AJP - Cell Physiology, Vol 257, Issue 3 C568-C578, Copyright © 1989 by American Physiological Society

ARTICLES

Electrophysiological effects of mucosal Cl- removal in Necturus gallbladder epithelium

J. S. Stoddard and L. Reuss
Department of Physiology and Biophysics, University of Texas Medical Branch, Galveston, Texas 77550.
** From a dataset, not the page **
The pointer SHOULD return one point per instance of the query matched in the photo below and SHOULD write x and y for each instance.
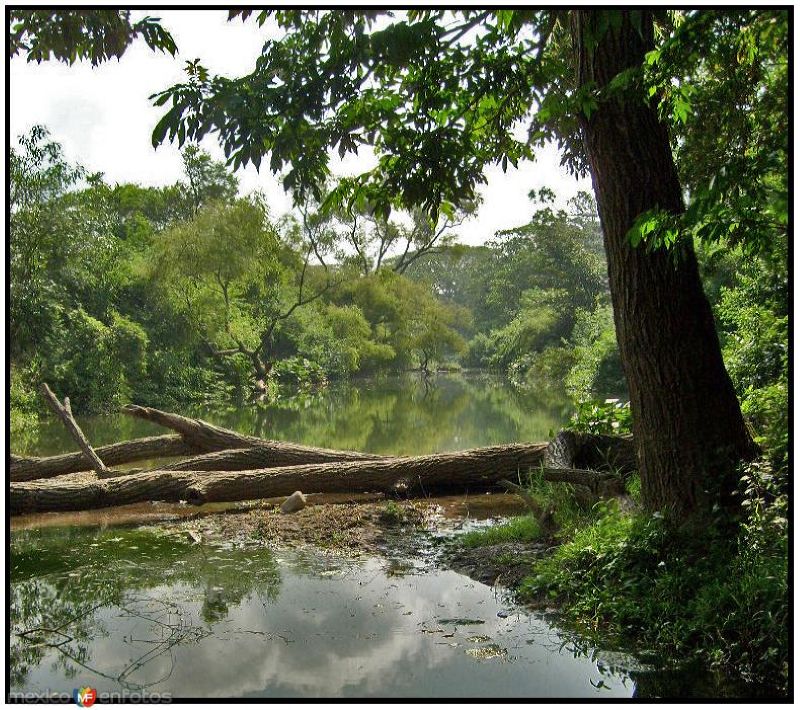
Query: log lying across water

The factors responsible for the cell membrane hyperpolarization elicited in Necturus gallbladder epithelium on Cl- removal from the mucosal bathing solution were evaluated with conventional and ion-sensitive microelectrode techniques. Cl- removal causes reversal of apical Cl- -HCO3- exchange, resulting in a fall in intracellular Cl- activity (aiCl) and an increase in intracellular pH (pHi). Concomitantly, the cell membranes hyperpolarize to values close to the K+ equilibrium potential (EK), aiNa falls, and aiK rises. The observed changes in membrane voltage are not attributable to a pHi-dependent increase in cell membrane K+ permeability (PK), because 1) the cell membrane resistances increased and 2) elevating solution partial pressure of CO2 (PCO2) to counterbalance the cellular alkalinization on mucosal Cl- removal caused a further hyperpolarization of the cell membranes to values greater than EK. This additional hyperpolarization was related to the activity of the Na+ pump, inasmuch as it was accompanied by an increase in aiNa and was ouabain sensitive. These results are consistent with, but do not prove, pump electrogenicity. During the period of Cl- removal from the mucosal bathing solution, the cell membrane depolarization caused by raising serosal K+ concentration was increased, whereas the depolarization caused by lowering serosal Cl- concentration was decreased, compared with substitutions under control conditions. These results indicate that mucosal Cl- removal causes a decrease in basolateral PCl, which we speculate could be due to a decrease in cell volume. We conclude that the hyperpolarization of the cell membranes on mucosal Cl- removal is primarily due to the combined effects of the fall in basolateral PCl and the increase in basolateral ECl.